Quello della Embraco è l’ultimo caso – e forse uno dei più clamorosi -, del cozzo fra visioni diverse del fare impresa, e quindi dell’intendere la presenza e il significato di un’attività produttiva nel territorio e nei confronti di chi lì vive e lavora.
Rappresentante di una cultura del produrre votata all’ottima chiusura di bilancio e basta, la Embraco agisce secondo logiche avulse dal considerare lavoratori e territorio come risorse preziose da rispettare, prima ancora che da adoperare. È l’atteggiamento di chi, a ben vedere, non ha un riferimento reale con i luoghi in cui sono uffici e stabilimenti.

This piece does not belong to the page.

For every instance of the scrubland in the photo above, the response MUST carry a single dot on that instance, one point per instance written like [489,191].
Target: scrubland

Embraco è di proprietà di un gruppo multinazionale (Whirpool), a sua volta in mano a investitori statunitensi e ha una dirigenza brasiliana. L’azienda di Riva di Chieri è uno dei poli produttivi sparsi per il mondo. Un altro – quello dove fra l’altro sono finite le lavorazioni che prima venivano svolte in Italia -, è in Slovacchia. Poi c’è davvero il resto del mondo. Per capire, basta guardare i siti internet della casa madre: solo in Europa e in Africa Whirpool è presente in 26 Paesi ai quali si aggiungono le sedi collocate negli Usa, in America Latina e in Asia.
Attualmente il gruppo occupa poco meno di centomila persone. C’è quindi da chiedersi quale significato abbiano, per la casa madre, 497 operai collocati in un paesino piemontese.
Logiche diverse, quindi, governano l’agire di Embraco-Whirpool rispetto a quelle delle organizzazioni sindacali piuttosto che del Governo. Diversità di cui è necessario prendere consapevolmente atto. E che in qualche modo sono la rappresentazione concreta di quell’economia dello scarto tanto combattuta dalla Chiesa e sul cui necessario capovolgimento il Santo Padre ha insistito più e più volte. Non per nulla, proprio in occasione del suo incontro con gli operai davanti ai cancelli della fabbrica, l’arcivescovo di Torino, mons. Cesare Nosiglia, ha affermato: “Chi pensa di risolvere il problema di un’azienda licenziando gente è come se volesse vendere la sua gente e domani venderà la sua dignità”. Lo scarto, appunto, costituito questa volta come altre da donne e uomini “colpevoli” solo di lavorare.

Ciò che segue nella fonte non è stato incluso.